The bilingual PBS sitcom, ‘¿Qué Pasa, USA?’, became popular because of the need in Miami. There were a lot of Latino kids in the public school district. I was 19, going to the University of Miami – I used to get lots of fan mail for it. One of the creators was my professor, Manny Mendoza. He wrote the grant to produce it. It was aimed as a language tool for bilingual education for kids and adults – kids who are Americanized, parents starting over, and grandparents living in the house too, but it’s too late for them to learn English. The show took off because it related to anyone who grew up in a three generation household – in New Jersey, California, Texas – anywhere there were Latinos.
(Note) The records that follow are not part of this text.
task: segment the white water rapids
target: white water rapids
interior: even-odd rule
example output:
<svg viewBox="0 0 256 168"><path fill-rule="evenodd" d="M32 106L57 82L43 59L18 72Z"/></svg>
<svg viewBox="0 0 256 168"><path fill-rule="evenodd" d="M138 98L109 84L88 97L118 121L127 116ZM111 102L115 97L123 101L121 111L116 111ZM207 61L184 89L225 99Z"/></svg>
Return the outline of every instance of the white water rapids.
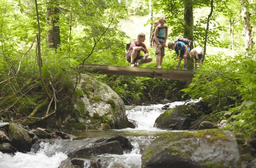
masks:
<svg viewBox="0 0 256 168"><path fill-rule="evenodd" d="M186 103L195 101L195 100L191 100ZM173 108L177 106L184 104L184 102L176 102L169 104L170 108ZM149 133L150 134L152 133L152 134L148 134L147 136L127 136L134 147L131 152L129 153L125 152L122 155L102 155L95 157L94 160L99 159L101 163L105 163L107 165L104 167L140 168L141 156L140 153L140 150L147 145L149 144L155 138L153 136L154 133L174 131L167 131L154 127L156 119L165 111L162 109L162 108L164 105L157 104L137 106L126 106L126 113L128 118L136 121L138 123L138 127L134 129L127 128L115 130L111 131L111 134L113 134L114 132L114 133L119 134L127 132ZM108 131L106 133L107 134ZM99 134L101 133L100 132L98 133ZM72 140L68 141L67 140L63 142L66 143L69 142L74 143L75 141L73 141L72 142ZM61 143L63 142L58 142L58 143L56 142L52 144L41 143L41 144L40 144L41 148L36 152L30 152L26 153L17 152L14 155L10 155L3 154L0 152L0 168L57 168L62 161L68 158L67 154L65 153L65 149L63 149L63 147L64 146ZM61 147L62 149L61 149ZM91 164L89 161L85 160L84 167L91 167Z"/></svg>

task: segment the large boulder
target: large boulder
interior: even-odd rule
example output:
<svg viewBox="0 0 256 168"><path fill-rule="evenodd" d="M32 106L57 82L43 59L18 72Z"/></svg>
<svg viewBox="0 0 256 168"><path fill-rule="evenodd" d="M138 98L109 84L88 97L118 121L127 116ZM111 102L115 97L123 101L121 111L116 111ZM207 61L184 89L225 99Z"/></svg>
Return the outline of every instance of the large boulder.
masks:
<svg viewBox="0 0 256 168"><path fill-rule="evenodd" d="M181 105L165 111L156 118L154 126L158 128L187 130L190 123L201 115L191 106Z"/></svg>
<svg viewBox="0 0 256 168"><path fill-rule="evenodd" d="M209 129L169 132L154 140L141 156L141 168L239 167L239 151L231 132Z"/></svg>
<svg viewBox="0 0 256 168"><path fill-rule="evenodd" d="M124 104L118 95L92 77L85 74L81 76L77 88L82 95L76 108L84 115L76 118L68 116L63 122L64 128L104 130L128 127Z"/></svg>
<svg viewBox="0 0 256 168"><path fill-rule="evenodd" d="M31 139L28 131L14 123L10 124L9 128L8 135L12 144L19 151L30 151Z"/></svg>

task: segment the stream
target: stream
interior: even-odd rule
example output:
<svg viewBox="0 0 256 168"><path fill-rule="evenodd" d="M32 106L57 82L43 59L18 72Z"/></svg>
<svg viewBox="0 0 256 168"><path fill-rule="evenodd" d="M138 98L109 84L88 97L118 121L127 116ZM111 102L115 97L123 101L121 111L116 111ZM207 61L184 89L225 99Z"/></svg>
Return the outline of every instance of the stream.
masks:
<svg viewBox="0 0 256 168"><path fill-rule="evenodd" d="M187 103L196 100L191 100ZM184 104L185 102L168 103L170 107ZM124 151L123 155L104 154L84 159L84 168L92 167L92 161L100 160L102 167L140 168L141 152L157 136L167 131L178 131L161 130L154 127L156 118L165 110L165 105L150 106L125 106L129 119L136 121L138 127L114 130L108 131L88 132L72 131L67 132L72 135L71 139L53 139L42 141L32 146L31 151L26 153L17 152L14 155L0 152L0 168L56 168L68 158L70 152L88 146L99 138L108 137L116 135L126 137L133 148L131 152Z"/></svg>

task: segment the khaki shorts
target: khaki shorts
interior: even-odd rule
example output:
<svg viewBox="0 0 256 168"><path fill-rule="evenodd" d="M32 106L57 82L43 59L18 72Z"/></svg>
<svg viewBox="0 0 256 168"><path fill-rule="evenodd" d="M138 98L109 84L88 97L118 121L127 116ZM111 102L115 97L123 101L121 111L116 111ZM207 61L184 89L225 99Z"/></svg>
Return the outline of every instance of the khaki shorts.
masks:
<svg viewBox="0 0 256 168"><path fill-rule="evenodd" d="M132 54L132 49L130 51L129 53L127 54L125 58L126 58L126 60L128 61L129 62L131 63L131 54ZM135 59L134 60L134 62L136 62L136 61L138 60L140 60L140 59L142 59L142 58L143 58L143 56L142 55L137 55L137 56L136 56L136 58L135 58Z"/></svg>
<svg viewBox="0 0 256 168"><path fill-rule="evenodd" d="M159 41L160 44L162 44L164 43L161 41ZM153 44L154 45L154 49L155 49L155 53L157 54L159 52L161 53L161 55L164 55L164 47L163 47L162 48L160 48L159 45L157 44L155 41L153 41Z"/></svg>

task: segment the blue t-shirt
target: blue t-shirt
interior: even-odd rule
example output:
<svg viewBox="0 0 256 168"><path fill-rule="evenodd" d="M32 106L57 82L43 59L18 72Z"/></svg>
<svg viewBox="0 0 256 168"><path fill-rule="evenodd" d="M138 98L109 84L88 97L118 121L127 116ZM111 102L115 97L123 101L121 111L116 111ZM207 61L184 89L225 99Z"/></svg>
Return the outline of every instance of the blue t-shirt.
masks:
<svg viewBox="0 0 256 168"><path fill-rule="evenodd" d="M176 47L175 47L174 49L174 50L175 50L175 52L176 52L176 54L179 53L179 50L178 49L178 45L179 45L179 47L180 46L181 46L181 48L180 49L180 51L185 51L185 48L184 48L184 46L185 45L187 45L187 44L184 43L184 42L182 42L182 41L178 41L177 43L175 43L176 44ZM188 51L190 50L190 48L189 47L188 47Z"/></svg>

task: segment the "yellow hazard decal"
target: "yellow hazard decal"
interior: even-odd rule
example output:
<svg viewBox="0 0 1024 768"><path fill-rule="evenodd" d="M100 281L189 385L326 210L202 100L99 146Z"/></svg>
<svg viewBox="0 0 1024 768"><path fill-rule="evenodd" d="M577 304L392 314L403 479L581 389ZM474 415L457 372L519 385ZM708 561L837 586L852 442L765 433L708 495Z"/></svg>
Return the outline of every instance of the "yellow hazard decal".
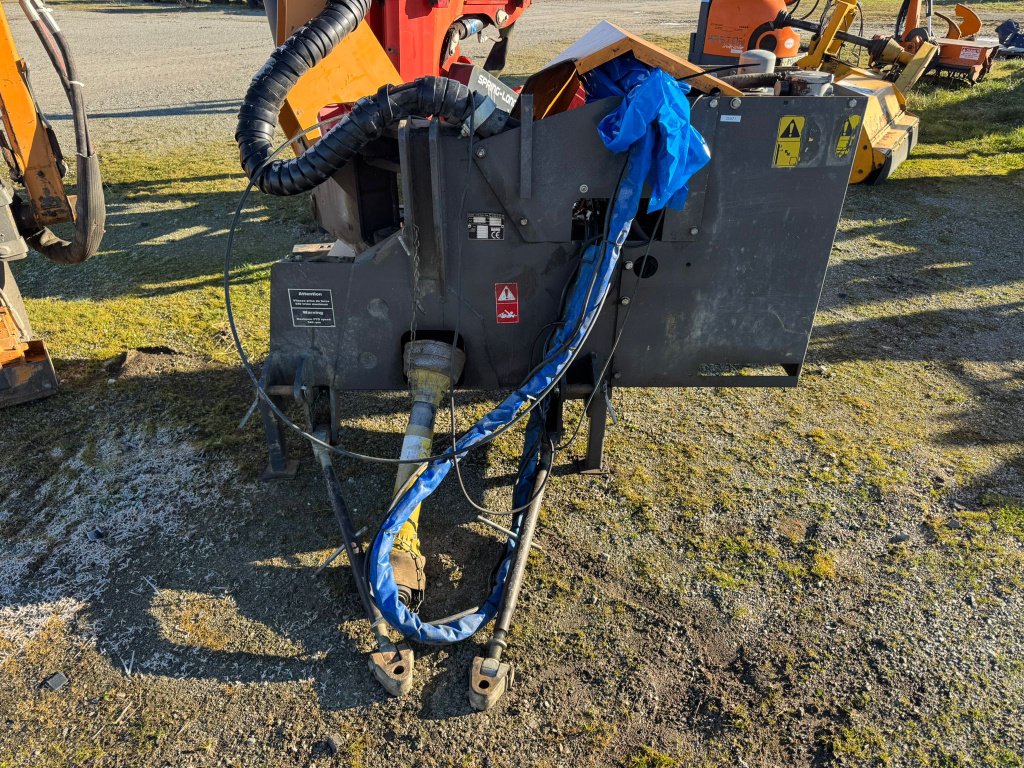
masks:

In the 1960’s, my generation came to the U.S. I was so desperate to be an American that I didn’t hang with Cubans. I don’t dance salsa. When I was 13 and 14, I was playing Beatles, Stones, Bob Dylan and Sinatra…classical music, too, which made me a nerd to a lot of my friends.

The new generation can embrace both cultures. We weren’t allowed to. Nowadays, they can meet other Latinos, but that can be a fault because they never have to learn English.
You have to learn English – you have to make an effort. You can retain your culture, but learn the language of the land. Any ethnocentricity is wrong.

Today, there are more Latino roles, and they have gone way beyond the gang member or janitors of the piece. Now there are military heroes, mayors, and politicians.

Named Esteban Ernesto Echevarría Samson at birth, you used to be credited as Rocky Echevarría when you first started acting. What made you change your name to Steven Bauer?
Rocky was a gimmicky name. When I became an adult, it didn’t feel real, and no one could pronounce Echevarría. Thirty years later, people can attempt it, but it’s not Garcia or Perez. It was my father’s idea to use my mom’s German side, which is Bauer. In the early days, it also eliminated the problem of “he’s Latino”.

What do you love about acting? 
It lets me experience life that I might otherwise not experience. By taking on a character, you are already taking on a behavior that is not your own. I like to play characters that I haven’t experienced so that I can experience life that I don’t know. That’s fun. For me, it’s very therapeutic.

What was your favorite role and why?
My favorite role so far…’Scarface’ was very fun. EXHILARATING actually – working with Al Pacino. I also enjoyed the role of the young Israeli I played in ‘Sword of Gideon’ (1986), and more recently in ‘Session’ that’s coming out this year with Bar Refaeli.

My role as Manny in ‘Knuckleheads’ is one of my favorite roles I’ve ever played because it’s emotionally satisfying. I play a man trying to get on with his life when he feels there is nothing worth living for. My work in this film is as good as I’ve ever done. It has given me an opportunity to show my many colors.

Jaime Zevallos, the writer of the film, also co-stars with me. He told me that when he wrote the script, he had me in mind to play the role. I think it’s going to speak to a lot of hurting people. It’s not a Latino movie – it goes beyond any ethnic identity. It’s about hurt and healing – with a sense of humor.

Favorite place?
Miami. So many great memories there and the climate; my parents and my culture is there. I love Cuban culture. Even though I was only three-years-old when I came to the U.S., I retain a love and loyalty for where I came from.